Русский литературный язык конца xviii в., предкарамзинский период, порядок слов в предложении, а.с. шишков, "детское чтение для сердца и разума"
Короткий адрес: https://sciup.org/146281231
IDR: 146281231
Текст научной статьи Особенности синтаксиса "Собрания детских повестей" А.С. Шишкова и журнала Н.И. Новикова "Детское чтение для сердца и разума"

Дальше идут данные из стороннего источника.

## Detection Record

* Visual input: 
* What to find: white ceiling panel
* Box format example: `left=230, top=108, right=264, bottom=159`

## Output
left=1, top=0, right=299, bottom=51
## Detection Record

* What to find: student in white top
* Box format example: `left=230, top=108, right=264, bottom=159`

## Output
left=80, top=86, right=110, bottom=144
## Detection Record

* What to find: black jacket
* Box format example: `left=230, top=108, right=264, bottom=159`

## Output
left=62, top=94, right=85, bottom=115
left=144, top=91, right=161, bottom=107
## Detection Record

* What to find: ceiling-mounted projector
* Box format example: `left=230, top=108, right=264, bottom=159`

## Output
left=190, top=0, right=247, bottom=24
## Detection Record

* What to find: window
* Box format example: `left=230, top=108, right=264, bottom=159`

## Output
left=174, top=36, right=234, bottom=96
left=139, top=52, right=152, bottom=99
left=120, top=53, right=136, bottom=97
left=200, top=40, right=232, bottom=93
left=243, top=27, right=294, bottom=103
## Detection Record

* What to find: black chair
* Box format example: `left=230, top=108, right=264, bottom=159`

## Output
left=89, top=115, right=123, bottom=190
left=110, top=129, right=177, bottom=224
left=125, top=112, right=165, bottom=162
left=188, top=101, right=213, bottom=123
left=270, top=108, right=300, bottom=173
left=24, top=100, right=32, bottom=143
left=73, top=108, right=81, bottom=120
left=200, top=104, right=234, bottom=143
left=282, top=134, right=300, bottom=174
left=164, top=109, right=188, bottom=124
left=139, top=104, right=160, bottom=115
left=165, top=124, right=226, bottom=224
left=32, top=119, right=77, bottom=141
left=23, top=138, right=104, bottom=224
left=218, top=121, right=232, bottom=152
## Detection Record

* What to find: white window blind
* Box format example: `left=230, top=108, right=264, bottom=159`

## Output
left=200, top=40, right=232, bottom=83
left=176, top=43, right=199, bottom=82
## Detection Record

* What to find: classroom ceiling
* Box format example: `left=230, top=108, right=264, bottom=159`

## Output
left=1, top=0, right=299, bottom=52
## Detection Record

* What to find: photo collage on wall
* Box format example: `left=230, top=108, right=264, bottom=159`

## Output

Начало реформы русского литературного языка относится к 80-м гг. XVIII в. Именно в это время выходят в свет первое издание «Детской библиотеки» А.С. Шишкова (1783–1785), которая является переводом или переложением «Кleine Kinderbibliothek» И.Г. Кампе, а также произведений некоторых других немецких детских писателей, и первый в России журнал для детей «Детское чтение для сердца и разума», издаваемый Н.И. Новиковым (1785– 1789). По словам В.В. Виноградова, «работы в «Детском чтении», замечательные по той отделке языка, которой заметно отличается всё, что печаталось в этом издании, подготовили тот новый язык, с которым потом Карамзин выступил на литературное поприще» [2: 227]. Однако до сих пор язык как «Детского чтения», так и «Детской библиотеки» Шишкова не был исследован с достаточной полнотой. В этой статье мы попытаемся сравнить особенности синтаксиса названных источников, выявить элементы языковой традиции и новаторства.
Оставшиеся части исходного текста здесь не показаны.